In 1937, J. F. Wissel, surveying for an oil company above the central highlands of New Guinea, was startled by what he observed in an area of beautiful lakes. His discovery spurred Dr. J. W. Cator to blaze a primitive trail to establish a government post there. Amazingly, they found countless settlements of people of stone-age civilization, unacquainted with the outside world. “Thanks to men seeking gold and oil in New Guinea, these people have been located,” C&MA missionary R. A. Jaffray exulted. “Shall not the missionary at once go up these trails and seek the lost?”
By 1938, Jaffray was in New Guinea, unexpectedly encountering Dr. Cator, the pioneer of the trail to the now-named Wissel Lakes! At year’s end, Jaffray envisioned missionary Russell Deibler and helpers “now on that dreadful trail—we are praying—that God will watch their steps and keep their feet from stumbling, lest they dash their foot against a stone.”
A dreadful trail it was. Deibler’s narrative is harrowing—he struggled through jungle, forded rivers, crept along precipitous mountain ledges and plodded through hip-high mud. After 18 days, Deibler, 30 pounds lighter, ended the arduous trek on January 13, 1939. Sharp rocks had shredded his shoes. He casually reported, “I was obliged to seek treatment for my feet.”
That treatment required his wife, Darlene, to remove layers of rotting tissue, enabling the application of healing ointment to the raw, throbbing flesh. One morning, Jaffray, a veteran missionary familiar with extremes of hardship, walked in “and saw Darlene tearing the dead tissue off her husband’s feet. Jaffray, sickened by the sight, hurried out of the room,” and shut himself away to write: “This morning I looked at the bleeding feet of a missionary, saw his wife tending them, saw the blood and pus running from them and thought, What a nauseating sight! But as I walked from that room, the Lord kept saying to me, ‘Oh, but to me they are beautiful feet!’
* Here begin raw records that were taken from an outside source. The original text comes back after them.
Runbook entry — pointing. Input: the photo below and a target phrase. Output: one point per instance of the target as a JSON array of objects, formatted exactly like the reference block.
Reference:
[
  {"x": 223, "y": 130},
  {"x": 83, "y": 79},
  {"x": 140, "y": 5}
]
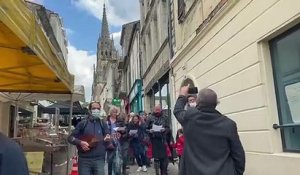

“Then I remembered, ‘How beautiful upon the mountains are the feet of him that bringeth good tidings’ [Isa. 52:7, KJV], good tidings to men and women like those in New Guinea who sit in darkness and in the shadow of death. Someday, it will all be over. Someday the tired, bleeding feet of the missionaries will for the last time cross over those broken-bottle limestone mountains. Someday for the last time they will go down into one of those newly discovered valleys. Someday for the last time they will speak the message of redemption through Jesus Christ our Lord. Some time the last one will turn to Jesus. Then the clouds will part and our Savior will be there.”
Neither Jaffray nor Deibler would see the result of their vision and sacrifice—the thrilling story of Alliance missions in West Papua, Indonesia, on the island of New Guinea. Shortly after the seed of the transforming gospel was planted, war swept though Asia. Both men died in a Japanese interment camp.